I was looking at the graph for $\dbinom{n}{x}$ and I found using Wolfram Alpha that for $n\in\mathbb{Z}$ and $x\neq0,1,\dots,n$, $$\dbinom{n}{x}=\dfrac{\left(-1\right)^nn!\sin(\pi x)}{\pi\prod_{m=0}^{n}\left(x-m\right)}.$$ I'm curious why the sine function would appear in something like a binomial coefficient.
Edit: By $\dbinom{n}{x}$, I mean $\dfrac{\Gamma(n+1)}{\Gamma(x+1)\Gamma(n-x+1)}$.

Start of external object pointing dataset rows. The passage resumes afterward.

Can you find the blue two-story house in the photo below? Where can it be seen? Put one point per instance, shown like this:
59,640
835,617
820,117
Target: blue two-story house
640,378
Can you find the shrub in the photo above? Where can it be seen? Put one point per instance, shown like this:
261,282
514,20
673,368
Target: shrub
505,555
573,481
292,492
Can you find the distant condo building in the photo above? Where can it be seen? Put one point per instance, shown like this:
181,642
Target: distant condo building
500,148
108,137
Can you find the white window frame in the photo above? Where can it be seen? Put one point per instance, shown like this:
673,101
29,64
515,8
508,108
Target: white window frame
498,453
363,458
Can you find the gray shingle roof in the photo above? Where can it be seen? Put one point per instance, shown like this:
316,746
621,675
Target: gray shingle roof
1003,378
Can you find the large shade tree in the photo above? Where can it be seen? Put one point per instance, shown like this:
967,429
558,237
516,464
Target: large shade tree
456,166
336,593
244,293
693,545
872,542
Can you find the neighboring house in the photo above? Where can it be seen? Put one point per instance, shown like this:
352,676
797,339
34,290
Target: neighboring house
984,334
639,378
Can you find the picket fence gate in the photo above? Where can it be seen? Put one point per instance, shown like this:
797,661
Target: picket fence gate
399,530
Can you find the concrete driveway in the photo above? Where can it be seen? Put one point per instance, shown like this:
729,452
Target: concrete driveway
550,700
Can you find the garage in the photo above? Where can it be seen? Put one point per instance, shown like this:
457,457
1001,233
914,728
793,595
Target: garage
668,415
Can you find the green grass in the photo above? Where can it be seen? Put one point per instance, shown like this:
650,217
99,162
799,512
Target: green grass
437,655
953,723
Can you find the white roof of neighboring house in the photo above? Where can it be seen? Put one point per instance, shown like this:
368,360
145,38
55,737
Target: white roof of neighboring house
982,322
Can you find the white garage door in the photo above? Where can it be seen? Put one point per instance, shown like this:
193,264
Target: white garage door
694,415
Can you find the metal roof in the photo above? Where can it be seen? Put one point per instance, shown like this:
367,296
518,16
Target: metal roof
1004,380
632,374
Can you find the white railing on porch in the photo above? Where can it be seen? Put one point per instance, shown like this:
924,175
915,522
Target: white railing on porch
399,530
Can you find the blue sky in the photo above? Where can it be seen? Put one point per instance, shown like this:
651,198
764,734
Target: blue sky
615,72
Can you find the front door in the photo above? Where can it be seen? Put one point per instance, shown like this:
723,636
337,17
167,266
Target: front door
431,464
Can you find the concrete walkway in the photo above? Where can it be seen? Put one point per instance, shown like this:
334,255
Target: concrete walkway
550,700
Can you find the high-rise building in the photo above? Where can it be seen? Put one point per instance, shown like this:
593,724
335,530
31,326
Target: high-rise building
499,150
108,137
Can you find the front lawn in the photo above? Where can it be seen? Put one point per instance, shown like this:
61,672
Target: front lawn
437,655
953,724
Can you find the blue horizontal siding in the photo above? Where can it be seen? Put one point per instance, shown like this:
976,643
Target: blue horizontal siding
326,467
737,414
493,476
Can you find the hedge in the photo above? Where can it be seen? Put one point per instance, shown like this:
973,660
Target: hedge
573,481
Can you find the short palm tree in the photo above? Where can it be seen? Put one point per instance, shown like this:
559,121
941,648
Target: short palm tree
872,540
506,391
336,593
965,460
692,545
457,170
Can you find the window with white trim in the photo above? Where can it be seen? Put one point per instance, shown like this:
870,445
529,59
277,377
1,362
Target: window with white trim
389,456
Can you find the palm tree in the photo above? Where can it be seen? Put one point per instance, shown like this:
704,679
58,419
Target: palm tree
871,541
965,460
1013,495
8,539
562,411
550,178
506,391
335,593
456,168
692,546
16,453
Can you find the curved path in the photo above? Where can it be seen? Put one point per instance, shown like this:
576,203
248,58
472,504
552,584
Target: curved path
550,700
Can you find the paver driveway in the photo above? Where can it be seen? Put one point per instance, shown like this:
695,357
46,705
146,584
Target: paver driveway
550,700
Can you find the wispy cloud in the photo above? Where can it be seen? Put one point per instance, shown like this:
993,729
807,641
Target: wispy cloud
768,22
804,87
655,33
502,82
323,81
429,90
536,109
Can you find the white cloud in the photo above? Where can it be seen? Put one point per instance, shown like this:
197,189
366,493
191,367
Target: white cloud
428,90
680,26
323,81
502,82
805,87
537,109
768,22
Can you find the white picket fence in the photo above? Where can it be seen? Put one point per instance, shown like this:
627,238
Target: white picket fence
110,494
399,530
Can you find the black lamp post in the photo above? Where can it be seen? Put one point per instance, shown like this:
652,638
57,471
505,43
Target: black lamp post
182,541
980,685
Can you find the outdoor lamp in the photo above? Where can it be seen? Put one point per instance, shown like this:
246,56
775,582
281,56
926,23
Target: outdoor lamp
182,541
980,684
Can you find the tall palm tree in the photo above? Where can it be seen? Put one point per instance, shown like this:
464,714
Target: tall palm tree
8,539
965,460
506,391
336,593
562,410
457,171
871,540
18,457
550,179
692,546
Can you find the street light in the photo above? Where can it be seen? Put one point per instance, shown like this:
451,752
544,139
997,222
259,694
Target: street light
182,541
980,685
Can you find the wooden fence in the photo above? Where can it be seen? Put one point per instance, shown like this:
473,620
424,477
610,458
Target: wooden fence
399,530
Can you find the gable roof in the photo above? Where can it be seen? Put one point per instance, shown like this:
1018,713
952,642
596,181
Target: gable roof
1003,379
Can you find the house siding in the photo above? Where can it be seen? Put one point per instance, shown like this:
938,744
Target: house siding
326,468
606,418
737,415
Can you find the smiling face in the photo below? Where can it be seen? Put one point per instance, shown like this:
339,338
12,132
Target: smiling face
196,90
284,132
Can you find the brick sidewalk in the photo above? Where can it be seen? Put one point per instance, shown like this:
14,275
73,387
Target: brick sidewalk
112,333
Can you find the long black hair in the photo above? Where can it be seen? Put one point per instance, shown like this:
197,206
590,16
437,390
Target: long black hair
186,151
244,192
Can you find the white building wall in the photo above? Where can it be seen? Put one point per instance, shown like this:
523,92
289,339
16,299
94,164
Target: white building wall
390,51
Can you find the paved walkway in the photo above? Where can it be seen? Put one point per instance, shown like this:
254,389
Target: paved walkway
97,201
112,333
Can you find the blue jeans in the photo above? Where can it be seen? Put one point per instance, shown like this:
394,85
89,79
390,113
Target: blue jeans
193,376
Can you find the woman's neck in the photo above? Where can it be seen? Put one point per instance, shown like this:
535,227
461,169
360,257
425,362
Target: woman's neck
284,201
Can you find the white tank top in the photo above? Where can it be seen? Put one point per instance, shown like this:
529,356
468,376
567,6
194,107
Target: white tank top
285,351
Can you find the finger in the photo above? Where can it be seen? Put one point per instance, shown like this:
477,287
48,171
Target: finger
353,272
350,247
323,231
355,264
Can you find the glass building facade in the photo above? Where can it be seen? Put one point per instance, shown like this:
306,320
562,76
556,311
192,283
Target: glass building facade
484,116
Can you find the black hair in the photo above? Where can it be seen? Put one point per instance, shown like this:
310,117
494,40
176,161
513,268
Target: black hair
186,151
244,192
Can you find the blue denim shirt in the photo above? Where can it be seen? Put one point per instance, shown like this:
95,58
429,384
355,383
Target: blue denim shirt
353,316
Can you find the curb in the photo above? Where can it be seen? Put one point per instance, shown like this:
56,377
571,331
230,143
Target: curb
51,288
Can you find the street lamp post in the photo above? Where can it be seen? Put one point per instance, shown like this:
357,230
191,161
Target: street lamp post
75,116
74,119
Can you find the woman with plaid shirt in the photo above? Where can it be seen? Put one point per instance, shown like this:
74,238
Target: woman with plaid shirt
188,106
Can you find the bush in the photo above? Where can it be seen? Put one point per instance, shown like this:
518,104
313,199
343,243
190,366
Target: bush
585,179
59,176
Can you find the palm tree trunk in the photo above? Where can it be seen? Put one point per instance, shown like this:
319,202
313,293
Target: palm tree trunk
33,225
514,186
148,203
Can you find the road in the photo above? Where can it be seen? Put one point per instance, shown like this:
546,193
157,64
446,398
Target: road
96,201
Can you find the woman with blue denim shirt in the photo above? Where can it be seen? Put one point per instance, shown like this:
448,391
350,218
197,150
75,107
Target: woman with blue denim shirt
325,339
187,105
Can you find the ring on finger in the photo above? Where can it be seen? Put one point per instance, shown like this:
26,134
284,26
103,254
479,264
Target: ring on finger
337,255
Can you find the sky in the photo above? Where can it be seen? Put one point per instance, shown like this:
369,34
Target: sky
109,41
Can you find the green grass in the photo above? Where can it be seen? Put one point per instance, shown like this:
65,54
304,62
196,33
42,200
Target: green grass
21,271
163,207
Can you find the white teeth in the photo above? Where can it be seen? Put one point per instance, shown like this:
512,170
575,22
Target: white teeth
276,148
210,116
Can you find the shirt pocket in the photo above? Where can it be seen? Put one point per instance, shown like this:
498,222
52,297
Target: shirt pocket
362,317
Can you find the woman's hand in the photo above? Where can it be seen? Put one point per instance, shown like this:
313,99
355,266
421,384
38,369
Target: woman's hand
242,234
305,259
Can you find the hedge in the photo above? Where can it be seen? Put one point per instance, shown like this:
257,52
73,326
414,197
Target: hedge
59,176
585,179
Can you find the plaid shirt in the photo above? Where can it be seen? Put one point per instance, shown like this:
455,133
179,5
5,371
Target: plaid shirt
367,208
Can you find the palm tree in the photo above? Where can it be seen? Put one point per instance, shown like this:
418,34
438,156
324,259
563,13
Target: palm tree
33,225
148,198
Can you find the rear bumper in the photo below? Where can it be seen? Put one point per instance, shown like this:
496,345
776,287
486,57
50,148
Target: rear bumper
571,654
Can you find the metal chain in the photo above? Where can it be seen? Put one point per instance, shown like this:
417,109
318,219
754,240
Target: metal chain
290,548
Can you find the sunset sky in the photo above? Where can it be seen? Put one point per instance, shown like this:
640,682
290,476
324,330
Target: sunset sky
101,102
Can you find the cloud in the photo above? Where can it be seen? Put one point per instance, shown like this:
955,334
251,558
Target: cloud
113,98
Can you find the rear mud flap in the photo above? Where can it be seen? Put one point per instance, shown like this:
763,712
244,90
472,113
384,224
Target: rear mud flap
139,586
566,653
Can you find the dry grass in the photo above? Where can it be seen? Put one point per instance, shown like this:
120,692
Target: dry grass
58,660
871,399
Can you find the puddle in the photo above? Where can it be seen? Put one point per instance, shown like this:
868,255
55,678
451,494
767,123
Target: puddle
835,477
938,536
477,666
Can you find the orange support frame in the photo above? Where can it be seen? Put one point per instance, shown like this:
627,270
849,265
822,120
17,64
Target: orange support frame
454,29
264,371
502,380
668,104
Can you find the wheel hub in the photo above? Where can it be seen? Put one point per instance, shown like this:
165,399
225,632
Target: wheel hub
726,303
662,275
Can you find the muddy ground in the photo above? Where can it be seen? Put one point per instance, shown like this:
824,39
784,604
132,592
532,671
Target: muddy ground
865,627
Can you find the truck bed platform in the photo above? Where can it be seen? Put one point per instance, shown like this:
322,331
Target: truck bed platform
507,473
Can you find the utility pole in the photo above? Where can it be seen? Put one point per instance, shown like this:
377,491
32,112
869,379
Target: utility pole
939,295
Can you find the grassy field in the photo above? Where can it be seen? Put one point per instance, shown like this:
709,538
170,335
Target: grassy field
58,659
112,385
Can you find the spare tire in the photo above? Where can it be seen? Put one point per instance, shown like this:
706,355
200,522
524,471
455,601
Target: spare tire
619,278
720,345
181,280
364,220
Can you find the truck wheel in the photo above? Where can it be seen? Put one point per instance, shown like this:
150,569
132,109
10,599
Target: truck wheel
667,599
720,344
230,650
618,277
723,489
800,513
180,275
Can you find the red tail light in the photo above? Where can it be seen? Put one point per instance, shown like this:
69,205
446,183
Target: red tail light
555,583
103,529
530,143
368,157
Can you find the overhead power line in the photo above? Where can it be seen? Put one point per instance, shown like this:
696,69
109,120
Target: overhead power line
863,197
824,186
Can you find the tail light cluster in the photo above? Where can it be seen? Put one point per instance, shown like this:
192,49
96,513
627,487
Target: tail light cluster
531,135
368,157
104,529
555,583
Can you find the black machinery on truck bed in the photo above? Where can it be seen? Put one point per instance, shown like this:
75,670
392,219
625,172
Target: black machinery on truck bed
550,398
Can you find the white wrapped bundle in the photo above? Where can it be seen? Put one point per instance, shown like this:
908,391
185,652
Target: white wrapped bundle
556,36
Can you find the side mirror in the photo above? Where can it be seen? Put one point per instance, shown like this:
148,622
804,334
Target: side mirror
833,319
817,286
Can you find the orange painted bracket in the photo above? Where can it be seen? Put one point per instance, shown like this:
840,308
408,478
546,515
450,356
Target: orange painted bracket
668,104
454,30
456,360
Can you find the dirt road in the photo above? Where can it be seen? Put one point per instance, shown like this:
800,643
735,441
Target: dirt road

Presumably, we are defining $$\binom nx=\frac{n!}{\Gamma(x+1)\Gamma(n+1-x)}$$
But $$\begin{align}\Gamma(n+1-x)&=(n-x)(n-1-x)\cdots (0-x)\Gamma(-x)\\ &=\Gamma(-x)(-1)^{n+1}\prod_{m=0}^n (x-m) \end{align}$$
The key identity is $$\Gamma(z)\Gamma(1-z)=\frac{\pi}{\sin \pi z}$$ when $z=1+x$ gives your formula:
$$\begin{align}\binom nx&=\frac{n!}{\Gamma(x+1)\Gamma(-x)(-1)^{n+1}\prod_m(x-m)}\\&=\frac{(-1)^{n+1}n!\sin(1+x)\pi}{\pi\prod_m (x-m)}\\ &=\frac{(-1)^nn!\sin \pi x}{\pi\prod_m (x-m)} \end{align}$$
As $x\to k,$ for $k=0,1,\dots,n$ we have that $$\prod_{m\neq k} (k-m)=(-1)^{n-k} k! (n-k)!$$ and $$\lim_{x\to k} \frac{\pi x}{\pi(x-k)}=\lim_{y\to 0}\frac{\sin((y+k)\pi)}{\pi y}=(-1)^k$$
So this all agrees with the usual definition of $\binom nk.$